You can tell from Jesus' words from the scripture today that he felt isolated from God. John allows us to feel this isolation with the beautiful dialogue in which God's voice responded with thundering, cheering Jesus on. Jesus must die to reconcile us to God because man cannot keep the Law of Moses. God set this redemption plan long ago, and the disciples are in the plans to be witnesses of Jesus' redemptive plans. They are to spread the gospel in Judea and to the ends of the world.

Jeremiah prophesied Jesus' redemptive plan with a passionate and symbolic meaning: "I will engrave my Law within them and write it on their hearts." This engraving signifies a transformation of God's people with an "INWARD SIGN OF IDENTIFICATION" – where God is the center in the holiness of the believer's life. But to get this new identification, we must die to our old self, like a grain of wheat. And plants teach us that decay is not the end. They grow their leaves during spring, blossom their flowers, and bear fruit during summer; however, they lay down their leaves during the fall and accept slumber during winter. Then, they rise again as the spring season awakens. That's transformation. David repented his sins and prayed for God to transform him – to give him a clean heart and renewed spirit (Ps. 51).

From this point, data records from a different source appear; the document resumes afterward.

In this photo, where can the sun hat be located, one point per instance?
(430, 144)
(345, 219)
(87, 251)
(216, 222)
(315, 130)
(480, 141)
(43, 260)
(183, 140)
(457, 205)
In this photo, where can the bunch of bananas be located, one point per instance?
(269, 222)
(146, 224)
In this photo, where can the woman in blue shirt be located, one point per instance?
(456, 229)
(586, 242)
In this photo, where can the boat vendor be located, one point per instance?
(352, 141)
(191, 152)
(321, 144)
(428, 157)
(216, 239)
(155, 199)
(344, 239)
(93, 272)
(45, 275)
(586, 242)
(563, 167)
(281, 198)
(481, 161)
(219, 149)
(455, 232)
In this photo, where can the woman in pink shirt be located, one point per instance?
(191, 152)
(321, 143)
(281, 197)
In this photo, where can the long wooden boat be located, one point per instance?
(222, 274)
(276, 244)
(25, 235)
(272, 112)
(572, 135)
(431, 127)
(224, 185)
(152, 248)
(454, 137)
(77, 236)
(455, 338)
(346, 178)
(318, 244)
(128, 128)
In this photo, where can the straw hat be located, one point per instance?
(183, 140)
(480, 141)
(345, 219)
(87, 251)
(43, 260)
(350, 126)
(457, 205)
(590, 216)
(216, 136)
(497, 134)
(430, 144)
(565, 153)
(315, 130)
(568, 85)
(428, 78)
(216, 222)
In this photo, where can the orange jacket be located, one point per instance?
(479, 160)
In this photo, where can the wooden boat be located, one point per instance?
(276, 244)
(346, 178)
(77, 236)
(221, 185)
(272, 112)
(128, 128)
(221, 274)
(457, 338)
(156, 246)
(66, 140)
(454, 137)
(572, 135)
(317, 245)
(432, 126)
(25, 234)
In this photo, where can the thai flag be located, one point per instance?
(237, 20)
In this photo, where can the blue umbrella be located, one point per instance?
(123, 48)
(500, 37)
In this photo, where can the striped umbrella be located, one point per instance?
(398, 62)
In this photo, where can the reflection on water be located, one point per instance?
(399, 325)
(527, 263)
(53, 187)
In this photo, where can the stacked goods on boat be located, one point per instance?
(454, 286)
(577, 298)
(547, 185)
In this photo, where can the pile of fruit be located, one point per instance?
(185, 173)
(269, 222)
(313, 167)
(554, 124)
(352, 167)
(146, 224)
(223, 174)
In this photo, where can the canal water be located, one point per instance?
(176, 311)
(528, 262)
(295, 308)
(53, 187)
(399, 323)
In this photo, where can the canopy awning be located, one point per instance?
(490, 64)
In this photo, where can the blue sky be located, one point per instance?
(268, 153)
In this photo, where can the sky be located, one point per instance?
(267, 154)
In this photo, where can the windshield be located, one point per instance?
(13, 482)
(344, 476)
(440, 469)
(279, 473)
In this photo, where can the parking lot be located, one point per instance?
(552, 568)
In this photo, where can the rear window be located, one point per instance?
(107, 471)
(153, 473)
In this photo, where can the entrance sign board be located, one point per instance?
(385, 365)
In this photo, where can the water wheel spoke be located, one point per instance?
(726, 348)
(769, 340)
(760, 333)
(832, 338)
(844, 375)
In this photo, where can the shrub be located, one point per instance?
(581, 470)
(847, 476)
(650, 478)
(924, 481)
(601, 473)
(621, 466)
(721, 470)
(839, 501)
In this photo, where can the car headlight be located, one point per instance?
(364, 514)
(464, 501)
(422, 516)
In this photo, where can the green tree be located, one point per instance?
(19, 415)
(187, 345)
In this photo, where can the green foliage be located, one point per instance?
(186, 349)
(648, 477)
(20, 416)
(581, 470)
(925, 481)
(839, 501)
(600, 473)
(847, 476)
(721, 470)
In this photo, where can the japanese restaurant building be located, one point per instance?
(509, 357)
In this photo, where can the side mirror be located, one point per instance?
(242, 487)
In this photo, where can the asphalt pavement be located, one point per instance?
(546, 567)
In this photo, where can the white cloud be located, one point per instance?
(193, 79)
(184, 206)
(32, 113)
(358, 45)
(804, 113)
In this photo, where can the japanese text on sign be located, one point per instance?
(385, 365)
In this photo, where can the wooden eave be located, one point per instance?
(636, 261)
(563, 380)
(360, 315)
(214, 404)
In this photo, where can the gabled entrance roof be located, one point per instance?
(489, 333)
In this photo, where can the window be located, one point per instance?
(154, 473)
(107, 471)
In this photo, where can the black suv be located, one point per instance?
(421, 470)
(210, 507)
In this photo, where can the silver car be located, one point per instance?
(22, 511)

Let me ask you what you will do with your clean heart – a chance to start over again? You see – a renewed and clean heart gives a way to respond to God. And it is not about living in a cautious and closed-off way. It is Jesus' way of life. Jesus' way of life is taking risks, reaching out to others, serving the poor, working for justice, being reconciled with others, and being like grains of wheat that will multiply to give the certainty of being seeds for the adventure of growth and new life and the spreading of blessings.

C.S. Lewis (C.S. Lewis Classics) says of this offer of grace: "Considering the staggering nature of these promises, we are half-hearted creatures - We are like ignorant children who want to go on making mud pies in a slum because we cannot comprehend that God is offering a holiday at sea."

Let's pray that God brings our unmanageable hearts and affections into order, giving us the grace to love what he loves and fixing our renewed hearts where true joys are found. AMEN!